God: "I looked for someone to take a stand for me, and stand in the gap" (Ezekiel 22:30)

The Bible does not provide a uniform formula for the proper physical or emotional reactions to the presence of the Holy Spirit. The presence of tears, convulsions, jerking, laughter, etc. are no measure of the Spirit’s presence. When we canvass the Scripture to see how the saints reacted to the outpouring of the Spirit, we see no prescribed form of bodily behavior. Habakkuk had a quivering lip and a trembling belly. Others fell to the ground as though dead. Some wept, some sang, some were reduced to stunned silence.

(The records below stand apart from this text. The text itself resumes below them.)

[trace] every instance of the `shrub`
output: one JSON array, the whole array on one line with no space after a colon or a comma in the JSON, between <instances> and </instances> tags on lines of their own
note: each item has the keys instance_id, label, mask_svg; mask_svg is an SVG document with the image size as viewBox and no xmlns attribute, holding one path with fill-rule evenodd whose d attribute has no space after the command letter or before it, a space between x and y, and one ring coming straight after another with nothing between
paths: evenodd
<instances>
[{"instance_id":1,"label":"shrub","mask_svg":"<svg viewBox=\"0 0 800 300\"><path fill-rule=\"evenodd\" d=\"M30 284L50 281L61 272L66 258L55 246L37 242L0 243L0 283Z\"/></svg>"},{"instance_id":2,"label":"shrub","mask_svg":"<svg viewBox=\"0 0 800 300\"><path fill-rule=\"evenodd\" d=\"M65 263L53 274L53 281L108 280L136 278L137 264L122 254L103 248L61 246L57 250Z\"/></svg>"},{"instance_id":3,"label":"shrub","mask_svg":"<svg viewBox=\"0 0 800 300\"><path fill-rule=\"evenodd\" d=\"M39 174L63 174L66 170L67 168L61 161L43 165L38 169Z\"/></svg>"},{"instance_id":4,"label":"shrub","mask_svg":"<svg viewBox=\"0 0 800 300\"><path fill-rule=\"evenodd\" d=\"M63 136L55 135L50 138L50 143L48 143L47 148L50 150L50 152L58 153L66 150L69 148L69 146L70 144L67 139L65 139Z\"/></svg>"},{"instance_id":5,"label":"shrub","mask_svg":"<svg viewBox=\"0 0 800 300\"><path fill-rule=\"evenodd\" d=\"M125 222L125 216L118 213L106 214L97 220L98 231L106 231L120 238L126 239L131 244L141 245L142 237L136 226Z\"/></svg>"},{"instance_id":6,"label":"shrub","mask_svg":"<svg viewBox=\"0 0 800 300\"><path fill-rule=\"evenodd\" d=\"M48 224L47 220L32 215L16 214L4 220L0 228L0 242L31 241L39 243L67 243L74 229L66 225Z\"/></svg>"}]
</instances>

In light of the diversity of human personalities and indeed the very nature of man, the presence or absence of these responses is no true test of the authenticity of the Spirit’s work. However, I hasten to add that though a wide variety of emotional responses may be detected in Scripture by those who encounter the living God, there is at least one emotion that may safely be excluded from the list – namely, boredom. It is hardly possible for a creature made in the image of God to be awakened or revived by the Spirit of God and be bored in the process.
R.C. Sproul

Most of us have never really understood that Christianity is not a self-help religion meant to enable moral people to become more moral. We don’t need a self-help book; we need a Savior. We don’t need to get our collective act together; we need death and resurrection and the life-transforming truths of the gospel. And we don’t need them just once, at the beginning of our Christian life; we need them every moment of every day.